Все они могли коснуться её. Просто протянуть руку — и коснуться.

Мидзучи не мог.

Он мог поднять туман. Мог повернуть дождь. Мог удержать мокрый камень, чтобы её нога не соскользнула. Но не мог убрать прядь волос с её лица, когда она засыпала под сакурой. Не мог сказать: ты устала. Не мог сесть рядом и молчать так, чтобы она знала — она не одна.

И всё же он учился. Когда Акико плакала, он видел, как люди отворачивались, чтобы не смущать её слёз. Тогда дождь начинался тихо-тихо, прикрывая её лицо от чужих глаз.

Когда она мёрзла утром у колодца, он вспоминал, как бабушка растирала ей ладони, и делал воду в ведре чуть теплее.

Когда она шла домой одна, он смотрел, как храмовый служка зажигал бумажные фонари у ворот, и оставлял в лужах их отражения ярче обычного, чтобы дорога казалась короче.

Это было мало. Слишком мало. Но всякий раз, когда Акико улыбалась — даже не ему, даже не зная, что он рядом, — вода под землёй становилась светлее.

Мидзучи не знал, кем хочет быть для неё.

Чудом? Тенью? Братом?
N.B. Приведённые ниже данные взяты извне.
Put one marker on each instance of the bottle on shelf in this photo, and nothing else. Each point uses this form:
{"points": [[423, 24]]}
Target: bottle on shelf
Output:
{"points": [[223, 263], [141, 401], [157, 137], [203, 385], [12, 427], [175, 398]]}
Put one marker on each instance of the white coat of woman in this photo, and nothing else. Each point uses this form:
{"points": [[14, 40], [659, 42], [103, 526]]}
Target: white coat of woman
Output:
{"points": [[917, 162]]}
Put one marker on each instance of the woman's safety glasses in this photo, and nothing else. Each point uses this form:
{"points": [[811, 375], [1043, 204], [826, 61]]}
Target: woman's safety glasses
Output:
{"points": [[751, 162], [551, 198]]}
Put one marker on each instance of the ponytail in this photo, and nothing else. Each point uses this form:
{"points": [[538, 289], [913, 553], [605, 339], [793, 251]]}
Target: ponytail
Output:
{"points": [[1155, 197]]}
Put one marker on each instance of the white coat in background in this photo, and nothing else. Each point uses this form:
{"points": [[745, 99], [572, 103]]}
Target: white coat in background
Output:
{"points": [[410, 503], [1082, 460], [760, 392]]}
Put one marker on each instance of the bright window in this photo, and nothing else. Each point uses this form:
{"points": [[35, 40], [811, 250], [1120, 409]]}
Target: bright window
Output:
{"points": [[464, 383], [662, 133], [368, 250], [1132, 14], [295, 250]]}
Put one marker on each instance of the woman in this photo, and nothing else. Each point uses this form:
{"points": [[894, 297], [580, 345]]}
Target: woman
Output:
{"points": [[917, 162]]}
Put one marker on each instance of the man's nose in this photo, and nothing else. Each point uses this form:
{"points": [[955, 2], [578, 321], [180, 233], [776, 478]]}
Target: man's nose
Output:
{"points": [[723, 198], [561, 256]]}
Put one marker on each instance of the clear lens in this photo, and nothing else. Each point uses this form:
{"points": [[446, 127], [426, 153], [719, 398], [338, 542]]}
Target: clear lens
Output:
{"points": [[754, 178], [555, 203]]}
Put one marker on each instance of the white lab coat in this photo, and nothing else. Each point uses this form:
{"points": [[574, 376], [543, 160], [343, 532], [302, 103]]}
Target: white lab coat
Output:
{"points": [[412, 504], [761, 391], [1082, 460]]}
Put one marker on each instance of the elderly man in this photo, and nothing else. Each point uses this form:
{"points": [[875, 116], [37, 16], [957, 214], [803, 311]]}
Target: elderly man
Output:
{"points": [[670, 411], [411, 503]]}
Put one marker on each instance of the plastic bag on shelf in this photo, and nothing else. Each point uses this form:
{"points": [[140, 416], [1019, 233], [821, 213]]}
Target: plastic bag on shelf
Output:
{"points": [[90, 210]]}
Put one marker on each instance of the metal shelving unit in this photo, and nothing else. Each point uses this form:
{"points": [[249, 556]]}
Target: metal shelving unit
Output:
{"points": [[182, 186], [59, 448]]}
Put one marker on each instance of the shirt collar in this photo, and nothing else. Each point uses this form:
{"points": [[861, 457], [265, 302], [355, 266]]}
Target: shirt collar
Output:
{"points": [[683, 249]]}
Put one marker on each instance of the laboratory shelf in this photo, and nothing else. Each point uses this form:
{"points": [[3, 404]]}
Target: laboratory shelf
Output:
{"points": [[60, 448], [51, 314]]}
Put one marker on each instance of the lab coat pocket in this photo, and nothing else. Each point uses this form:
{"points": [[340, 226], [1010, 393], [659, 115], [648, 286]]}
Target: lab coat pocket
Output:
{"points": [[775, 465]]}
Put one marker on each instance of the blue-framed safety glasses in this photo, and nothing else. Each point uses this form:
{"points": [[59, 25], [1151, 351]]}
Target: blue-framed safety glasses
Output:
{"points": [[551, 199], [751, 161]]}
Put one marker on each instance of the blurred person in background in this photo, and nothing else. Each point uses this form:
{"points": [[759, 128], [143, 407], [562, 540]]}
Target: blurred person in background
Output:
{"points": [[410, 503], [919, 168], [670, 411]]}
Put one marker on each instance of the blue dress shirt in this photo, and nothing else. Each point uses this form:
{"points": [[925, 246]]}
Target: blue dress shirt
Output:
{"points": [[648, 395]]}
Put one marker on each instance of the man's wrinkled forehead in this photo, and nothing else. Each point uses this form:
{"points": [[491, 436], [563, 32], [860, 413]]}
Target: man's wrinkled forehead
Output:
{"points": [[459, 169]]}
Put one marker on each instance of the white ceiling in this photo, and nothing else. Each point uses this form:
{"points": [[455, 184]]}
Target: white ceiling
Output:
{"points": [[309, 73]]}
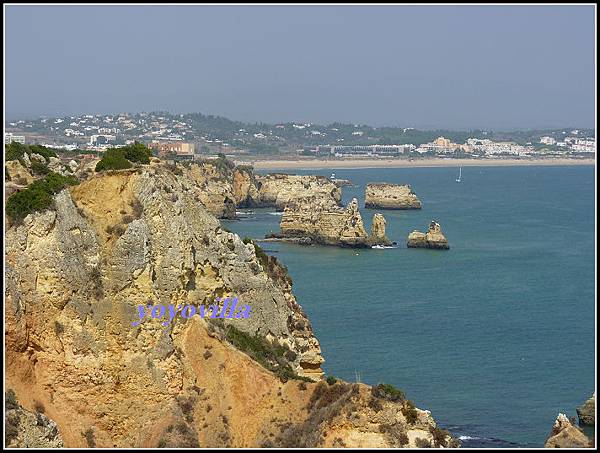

Опорой?

Люди так легко находили себе места в жизни друг друга. Мать. Отец. Бабушка. Сосед. Учитель. Будущий муж. У него места не было. И поэтому он стал всем, чем мог.

Прохладой в жаркий день. Тёплой водой в чашке. Туманом между ней и чужой грубостью. Дождём, который прятал её слёзы. Тихой удачей, которую она принимала за случайность.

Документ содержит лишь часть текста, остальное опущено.